Boreal Genomics said this week that it has secured a Series B financing round totaling $6.9 million to accelerate the commercialization of its Aurora nucleic acid purification and concentration platform and to develop new biomolecular separation methods.
Arch Venture Partners, Kearny Venture Partners, and GrowthWorks Capital led the financing round. InQTel also participated in the financing.
Boreal, based in Vancouver, previously raised an undisclosed amount in a Series A round with participation from angel investors, including President and Co-founder Andre Marziali and Chairman Tom Willis.
Aurora is the latest version of a Boreal nucleic acid purification platform that uses a technology called synchronous coefficient of drag alteration, or SCODA, which was developed at the University of British Columbia.
SCODA uses rotating electric fields to selectively concentrate nucleic acids in a "focusing" gel and separate them from difficult contaminants such as particulate matter and PCR inhibitors. The Aurora instrument features a microtiter plate-sized disposable cassette that is plugged into a benchtop instrument about the size of a PC tower. The instrument is capable of 30-minute run times and can complete lysis through to sample purification in one automated step.
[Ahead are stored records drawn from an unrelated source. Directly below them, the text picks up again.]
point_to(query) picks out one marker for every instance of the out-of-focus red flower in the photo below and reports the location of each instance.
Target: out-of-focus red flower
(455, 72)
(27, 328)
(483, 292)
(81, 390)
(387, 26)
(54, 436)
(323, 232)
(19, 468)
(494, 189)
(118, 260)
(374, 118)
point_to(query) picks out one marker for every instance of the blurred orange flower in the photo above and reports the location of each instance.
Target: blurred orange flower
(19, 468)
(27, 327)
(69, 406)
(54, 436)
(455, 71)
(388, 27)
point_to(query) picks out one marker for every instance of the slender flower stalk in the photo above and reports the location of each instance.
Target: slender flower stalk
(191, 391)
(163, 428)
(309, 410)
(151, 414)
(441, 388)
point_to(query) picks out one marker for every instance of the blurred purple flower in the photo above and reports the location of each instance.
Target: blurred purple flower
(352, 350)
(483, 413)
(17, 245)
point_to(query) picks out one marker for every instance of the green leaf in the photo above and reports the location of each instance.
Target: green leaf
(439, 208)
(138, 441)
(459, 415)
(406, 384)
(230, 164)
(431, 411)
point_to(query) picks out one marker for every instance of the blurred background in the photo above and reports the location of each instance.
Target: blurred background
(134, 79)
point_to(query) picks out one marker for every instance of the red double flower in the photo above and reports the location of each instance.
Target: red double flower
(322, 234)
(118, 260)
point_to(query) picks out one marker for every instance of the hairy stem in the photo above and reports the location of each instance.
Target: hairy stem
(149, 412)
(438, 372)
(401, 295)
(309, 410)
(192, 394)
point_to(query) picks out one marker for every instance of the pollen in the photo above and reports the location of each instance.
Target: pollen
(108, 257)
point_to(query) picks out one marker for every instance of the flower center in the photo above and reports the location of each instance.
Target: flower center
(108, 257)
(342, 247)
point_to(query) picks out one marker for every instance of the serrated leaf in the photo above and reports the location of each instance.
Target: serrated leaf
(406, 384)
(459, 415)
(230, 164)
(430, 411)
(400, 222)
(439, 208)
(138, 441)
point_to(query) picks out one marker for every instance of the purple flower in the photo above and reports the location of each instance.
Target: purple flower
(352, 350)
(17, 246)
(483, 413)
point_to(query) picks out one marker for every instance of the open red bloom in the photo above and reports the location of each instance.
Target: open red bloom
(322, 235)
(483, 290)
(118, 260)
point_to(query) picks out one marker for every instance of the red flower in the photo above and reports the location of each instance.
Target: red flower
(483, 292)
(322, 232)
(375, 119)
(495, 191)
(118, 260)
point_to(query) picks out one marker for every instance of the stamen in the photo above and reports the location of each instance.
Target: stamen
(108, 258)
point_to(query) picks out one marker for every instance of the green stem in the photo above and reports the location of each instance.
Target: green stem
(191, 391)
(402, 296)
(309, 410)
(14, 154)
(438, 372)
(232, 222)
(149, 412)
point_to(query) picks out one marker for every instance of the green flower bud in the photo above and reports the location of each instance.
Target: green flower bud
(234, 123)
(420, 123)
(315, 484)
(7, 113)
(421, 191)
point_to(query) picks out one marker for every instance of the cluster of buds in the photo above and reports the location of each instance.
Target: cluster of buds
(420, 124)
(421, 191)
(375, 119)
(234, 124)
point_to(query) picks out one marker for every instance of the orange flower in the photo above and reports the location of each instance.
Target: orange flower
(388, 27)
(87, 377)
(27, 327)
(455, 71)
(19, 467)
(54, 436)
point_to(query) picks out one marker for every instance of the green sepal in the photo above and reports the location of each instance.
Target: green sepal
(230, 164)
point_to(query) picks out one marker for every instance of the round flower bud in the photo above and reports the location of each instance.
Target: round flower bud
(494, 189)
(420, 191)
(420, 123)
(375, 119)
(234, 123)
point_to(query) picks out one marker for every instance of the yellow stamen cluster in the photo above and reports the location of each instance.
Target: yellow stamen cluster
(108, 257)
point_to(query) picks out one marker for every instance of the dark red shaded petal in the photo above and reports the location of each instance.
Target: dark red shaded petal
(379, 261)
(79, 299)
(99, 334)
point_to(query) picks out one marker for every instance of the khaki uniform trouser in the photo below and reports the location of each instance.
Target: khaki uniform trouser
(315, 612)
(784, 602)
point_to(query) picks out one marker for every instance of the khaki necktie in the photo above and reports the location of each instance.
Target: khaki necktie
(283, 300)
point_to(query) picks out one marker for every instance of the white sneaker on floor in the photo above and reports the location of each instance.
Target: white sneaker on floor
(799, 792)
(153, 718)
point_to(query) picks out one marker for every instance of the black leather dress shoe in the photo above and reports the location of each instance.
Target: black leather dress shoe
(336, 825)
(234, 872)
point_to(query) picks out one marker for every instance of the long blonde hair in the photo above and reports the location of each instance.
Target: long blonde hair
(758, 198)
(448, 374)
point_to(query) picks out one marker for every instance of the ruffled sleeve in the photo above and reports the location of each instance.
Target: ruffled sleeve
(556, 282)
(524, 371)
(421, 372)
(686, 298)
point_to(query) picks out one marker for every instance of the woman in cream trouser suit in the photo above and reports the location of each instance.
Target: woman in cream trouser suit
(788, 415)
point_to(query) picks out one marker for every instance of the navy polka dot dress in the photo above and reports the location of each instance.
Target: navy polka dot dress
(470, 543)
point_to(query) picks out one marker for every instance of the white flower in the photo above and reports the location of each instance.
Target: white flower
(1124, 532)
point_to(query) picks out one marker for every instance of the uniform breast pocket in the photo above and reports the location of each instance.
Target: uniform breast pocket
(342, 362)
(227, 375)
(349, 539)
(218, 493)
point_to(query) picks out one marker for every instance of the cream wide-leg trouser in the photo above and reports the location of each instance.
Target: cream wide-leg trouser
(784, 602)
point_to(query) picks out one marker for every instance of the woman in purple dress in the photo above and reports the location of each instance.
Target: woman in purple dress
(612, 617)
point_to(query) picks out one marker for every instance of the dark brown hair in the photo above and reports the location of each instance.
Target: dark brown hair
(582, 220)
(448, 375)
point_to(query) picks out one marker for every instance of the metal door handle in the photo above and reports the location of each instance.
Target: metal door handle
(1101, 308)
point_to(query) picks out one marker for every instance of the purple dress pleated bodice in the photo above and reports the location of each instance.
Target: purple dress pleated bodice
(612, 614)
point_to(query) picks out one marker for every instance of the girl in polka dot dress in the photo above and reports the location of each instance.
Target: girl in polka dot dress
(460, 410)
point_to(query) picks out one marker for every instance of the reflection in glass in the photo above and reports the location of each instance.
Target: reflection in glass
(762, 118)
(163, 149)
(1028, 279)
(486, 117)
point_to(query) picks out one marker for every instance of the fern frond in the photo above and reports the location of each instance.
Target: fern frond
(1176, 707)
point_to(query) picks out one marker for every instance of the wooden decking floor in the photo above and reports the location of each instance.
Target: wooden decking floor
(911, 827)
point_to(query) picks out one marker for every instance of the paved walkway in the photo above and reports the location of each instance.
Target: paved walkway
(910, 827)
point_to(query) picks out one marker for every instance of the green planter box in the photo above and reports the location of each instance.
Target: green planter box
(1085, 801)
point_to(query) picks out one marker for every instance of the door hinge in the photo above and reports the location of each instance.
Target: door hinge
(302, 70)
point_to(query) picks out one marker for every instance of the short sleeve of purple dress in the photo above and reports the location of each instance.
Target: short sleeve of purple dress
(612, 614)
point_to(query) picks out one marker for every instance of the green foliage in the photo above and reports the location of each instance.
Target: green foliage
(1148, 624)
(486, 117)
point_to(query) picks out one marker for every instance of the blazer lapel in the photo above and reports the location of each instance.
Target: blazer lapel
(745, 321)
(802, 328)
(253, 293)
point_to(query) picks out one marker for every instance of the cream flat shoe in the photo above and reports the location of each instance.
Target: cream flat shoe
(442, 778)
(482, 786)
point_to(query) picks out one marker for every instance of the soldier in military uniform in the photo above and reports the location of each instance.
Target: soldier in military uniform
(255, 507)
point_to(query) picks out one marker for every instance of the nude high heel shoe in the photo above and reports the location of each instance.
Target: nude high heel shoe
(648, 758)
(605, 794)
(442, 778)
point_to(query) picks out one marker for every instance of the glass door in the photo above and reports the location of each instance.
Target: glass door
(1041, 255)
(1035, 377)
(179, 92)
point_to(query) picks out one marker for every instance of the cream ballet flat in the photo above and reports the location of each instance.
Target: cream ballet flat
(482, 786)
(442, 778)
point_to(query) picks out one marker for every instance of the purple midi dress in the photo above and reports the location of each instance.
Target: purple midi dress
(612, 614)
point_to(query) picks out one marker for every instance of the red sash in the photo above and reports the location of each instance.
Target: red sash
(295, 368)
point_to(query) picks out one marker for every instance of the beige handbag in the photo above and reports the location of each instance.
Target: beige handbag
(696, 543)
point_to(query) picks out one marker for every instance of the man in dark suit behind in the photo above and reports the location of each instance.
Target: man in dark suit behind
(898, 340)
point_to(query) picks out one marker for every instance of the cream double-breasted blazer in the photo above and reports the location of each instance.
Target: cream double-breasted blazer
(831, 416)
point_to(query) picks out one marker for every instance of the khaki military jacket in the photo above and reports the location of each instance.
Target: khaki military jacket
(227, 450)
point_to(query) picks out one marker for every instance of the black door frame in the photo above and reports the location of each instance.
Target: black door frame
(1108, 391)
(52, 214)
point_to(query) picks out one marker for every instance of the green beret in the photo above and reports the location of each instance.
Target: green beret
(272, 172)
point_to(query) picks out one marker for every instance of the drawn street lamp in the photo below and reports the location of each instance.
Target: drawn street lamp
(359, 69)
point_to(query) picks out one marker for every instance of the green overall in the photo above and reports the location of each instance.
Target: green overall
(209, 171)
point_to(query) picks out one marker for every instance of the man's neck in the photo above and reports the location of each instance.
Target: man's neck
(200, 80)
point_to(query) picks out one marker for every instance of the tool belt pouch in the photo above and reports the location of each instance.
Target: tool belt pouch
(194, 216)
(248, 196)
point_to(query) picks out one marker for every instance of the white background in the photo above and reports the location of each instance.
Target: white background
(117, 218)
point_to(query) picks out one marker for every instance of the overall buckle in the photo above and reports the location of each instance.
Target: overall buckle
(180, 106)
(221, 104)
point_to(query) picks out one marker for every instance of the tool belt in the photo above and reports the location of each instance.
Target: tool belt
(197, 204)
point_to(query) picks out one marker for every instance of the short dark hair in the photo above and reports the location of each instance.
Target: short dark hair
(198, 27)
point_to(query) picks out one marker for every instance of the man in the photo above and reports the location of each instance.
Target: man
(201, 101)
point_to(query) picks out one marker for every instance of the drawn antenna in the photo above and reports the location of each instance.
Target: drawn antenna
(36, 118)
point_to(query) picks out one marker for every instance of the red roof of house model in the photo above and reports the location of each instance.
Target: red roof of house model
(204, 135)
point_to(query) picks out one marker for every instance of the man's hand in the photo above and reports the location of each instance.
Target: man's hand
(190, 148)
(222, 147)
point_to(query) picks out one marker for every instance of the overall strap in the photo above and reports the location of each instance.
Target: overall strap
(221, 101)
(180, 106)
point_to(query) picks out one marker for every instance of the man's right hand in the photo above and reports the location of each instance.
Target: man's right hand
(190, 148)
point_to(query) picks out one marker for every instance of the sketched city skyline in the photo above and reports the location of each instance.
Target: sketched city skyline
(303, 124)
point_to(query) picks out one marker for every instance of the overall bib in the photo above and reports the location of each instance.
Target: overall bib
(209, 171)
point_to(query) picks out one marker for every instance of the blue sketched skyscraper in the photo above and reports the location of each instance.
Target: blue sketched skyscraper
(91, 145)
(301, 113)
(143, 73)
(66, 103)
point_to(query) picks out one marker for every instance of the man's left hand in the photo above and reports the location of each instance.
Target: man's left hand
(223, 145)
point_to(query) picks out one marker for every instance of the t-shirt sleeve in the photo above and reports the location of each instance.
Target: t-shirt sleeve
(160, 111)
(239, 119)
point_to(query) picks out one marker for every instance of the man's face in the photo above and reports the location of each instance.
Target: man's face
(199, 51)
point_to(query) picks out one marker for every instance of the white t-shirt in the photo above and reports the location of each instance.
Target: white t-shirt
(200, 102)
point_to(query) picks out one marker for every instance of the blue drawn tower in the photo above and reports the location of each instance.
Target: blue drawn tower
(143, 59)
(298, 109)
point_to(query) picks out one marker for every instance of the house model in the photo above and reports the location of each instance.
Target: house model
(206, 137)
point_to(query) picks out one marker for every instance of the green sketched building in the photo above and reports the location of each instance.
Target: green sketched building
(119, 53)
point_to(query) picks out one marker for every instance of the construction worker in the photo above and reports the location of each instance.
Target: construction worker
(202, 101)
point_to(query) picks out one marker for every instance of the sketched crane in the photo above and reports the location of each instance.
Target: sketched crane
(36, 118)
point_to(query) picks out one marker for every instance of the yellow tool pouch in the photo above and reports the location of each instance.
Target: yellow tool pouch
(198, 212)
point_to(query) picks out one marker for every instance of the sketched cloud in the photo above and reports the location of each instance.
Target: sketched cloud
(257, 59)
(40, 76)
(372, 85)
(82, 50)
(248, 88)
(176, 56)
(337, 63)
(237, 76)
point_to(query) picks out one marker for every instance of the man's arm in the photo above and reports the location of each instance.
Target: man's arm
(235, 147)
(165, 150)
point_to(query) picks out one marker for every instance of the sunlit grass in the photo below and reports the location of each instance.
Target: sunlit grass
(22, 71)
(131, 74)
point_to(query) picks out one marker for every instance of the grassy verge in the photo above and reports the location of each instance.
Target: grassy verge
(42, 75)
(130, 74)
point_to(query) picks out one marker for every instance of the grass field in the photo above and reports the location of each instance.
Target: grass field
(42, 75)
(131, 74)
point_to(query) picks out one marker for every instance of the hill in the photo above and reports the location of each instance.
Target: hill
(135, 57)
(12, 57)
The company said that the platform is currently in beta-trial phase, and that it plans to ship instruments broadly in 2011.
Boreal has demonstrated the platform's ability to extract DNA from difficult forensic samples including blood on denim and soil; from heavy tar sands in Alberta, Canada; from 60-year-old plant leaves; and from clinical samples such as blood and urine.
As such, the company is targeting several markets for Aurora, including environmental sample processing, life science research, biodefense, and forensics. Boreal said it also envisions broadening its product offerings to the clinical research market, and expanding Aurora's throughput.